Quel est l'état de notre démocratie ? Très mauvais selon Alain Juppé : 'L'esprit public est devenu délétère. Dans ce climat général, infectés par les mensonges et les haines, l'esprit public, la vie publique, sont difficiles à vivres et lourds à porter.' Ce n'est pas gai mais c'est juste.
"Dans ce constat-là, les élus ont une part écrasante"
Mais dans ce constat-là, les élus ont une part écrasante. Pour aller du moins grave au plus grave, l'absentéisme dans les assemblées, c'est un poison dans les démocraties. On ne comprend pas que des gens élus ne siègent pas dans les lieux où ils ont eux-mêmes voulu aller. Il existe en France un sentiment d'impunité vis-à-vis d'élus qui ont triché, et parfois volé. Les campagnes électorales récentes, dans les 20 ou 30 dernières années, ont été tellement mensongères que les gens se sont mis à douter de manière presque systématique. Et il y a eu tellement de promesses qui ont été faites n'importe comment et qui, ensuite, n'ont pas été tenues parce qu'elles étaient intenables, que le doute s'est installé.

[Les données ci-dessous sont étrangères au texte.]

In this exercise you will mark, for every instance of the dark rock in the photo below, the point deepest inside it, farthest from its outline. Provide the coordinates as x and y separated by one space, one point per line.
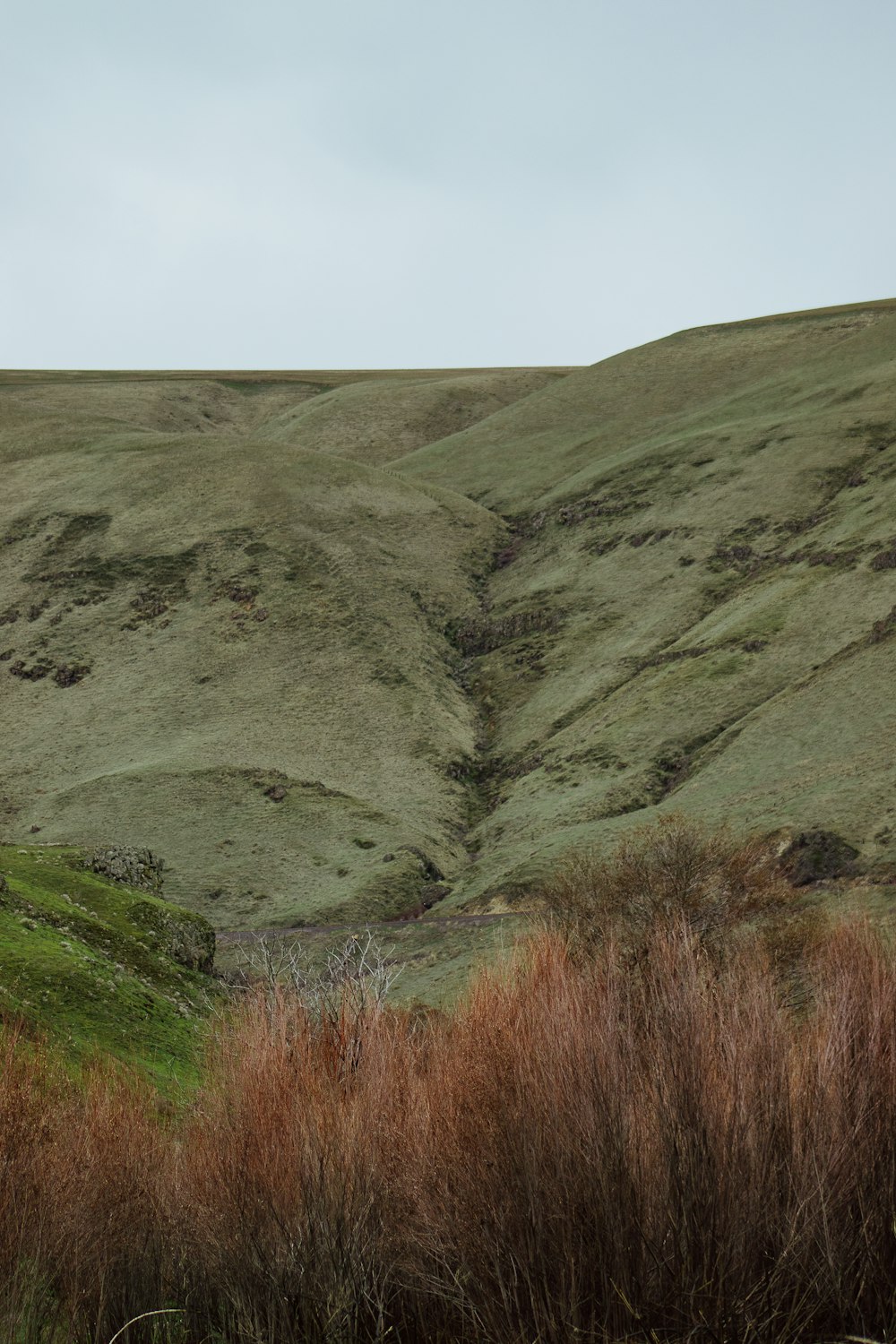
69 674
134 867
814 855
183 935
427 867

Et aujourd'hui, c'est ce que dit Alain Juppé. La méfiance entre les élus et les électeurs est immense et personne ne sait comment la dissiper. Dans un pays comme le notre, la démocratie est quelque chose d'indépassable. On ne peut pas théoriser l'inverse de la démocratie. Personne ne dira que la dictature, ou même le régime autoritaire, sont supérieurs à la démocratie. Pourtant, la démocratie peut disparaître. Ça, c'est le mystère de la politique sur lequel nous ferions mieux de réfléchir. Ce qui n'a pas d'alternative peut disparaître. Souhaitons nous qu'un jour, nous ne connaissions pas l'accomplissement de ce mystère."